Xiaohongshu, whose name translates to “little red book,” is a platform akin to Meta’s Instagram, enabling users to curate their lives through photos, videos, and text. The platform has become a go-to destination for young women seeking travel tips, anti-aging products, and restaurant suggestions. Despite its popularity, Xiaohongshu remains somewhat elusive about its e-commerce strategies, with the company opting not to divulge details about its sales revenue in response to media inquiries.
Having garnered a substantial user base of over 300 million, Xiaohongshu boasts a reported valuation of $17 billion following a recent funding round in July. Notably, the platform has attracted investments from prominent firms such as Hongshan (previously Sequoia China), Hillhouse, Boyu, and Citic Capital. Although the company declined interview requests from Reuters, industry experts and analysts have started to take notice of its potential for growth and expansion in the e-commerce space.

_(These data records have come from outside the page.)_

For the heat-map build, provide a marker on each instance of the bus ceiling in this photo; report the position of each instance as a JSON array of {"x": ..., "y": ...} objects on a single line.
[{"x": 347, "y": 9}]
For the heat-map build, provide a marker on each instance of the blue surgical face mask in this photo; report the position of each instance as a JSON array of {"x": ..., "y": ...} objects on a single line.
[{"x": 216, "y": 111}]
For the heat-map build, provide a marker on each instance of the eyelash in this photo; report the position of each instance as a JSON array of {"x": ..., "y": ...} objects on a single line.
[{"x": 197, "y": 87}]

Jacob Cooke, the CEO of WPIC Marketing + Technologies, a consultancy specializing in e-commerce, has noted Xiaohongshu’s strategic recruitment of talent from competitors like Alibaba and ByteDance’s Douyin. This move signals the platform’s ambitious aspirations for future development. Cooke predicts significant growth in Xiaohongshu’s Gross Merchandise Volume (GMV) in the coming years, forecasting that the platform could surpass $100 billion in sales revenue by 2025.
While some industry observers remain optimistic about Xiaohongshu’s prospects for success and expansion, others are more skeptical, viewing the platform as likely to remain a niche player in the e-commerce landscape without posing a significant threat to larger competitors. Tmall, JD.com, and Pinduoduo currently dominate the Chinese e-commerce market, collectively accounting for more than 90% of the country’s total Gross Merchandise Volume (GMV) of $2.78 trillion, as reported by data consultancy Syntun.
Li Chengdong, a tech and e-commerce analyst based in Beijing, pointed out the comparatively small GMV of Xiaohongshu in relation to established industry giants, suggesting that its influence on the market remains limited. Despite its potential for growth and innovation, Xiaohongshu faces stiff competition from more established players in the Chinese e-commerce ecosystem.
As Xiaohongshu navigates its path to sustained growth and market relevance, industry experts remain divided on the platform’s future trajectory. While some anticipate significant expansion and market share gains, others caution that Xiaohongshu may struggle to break through as a major player in the highly competitive e-commerce landscape. Only time will tell whether Xiaohongshu can leverage its current momentum and user base to establish a more prominent foothold in the ever-evolving realm of online commerce.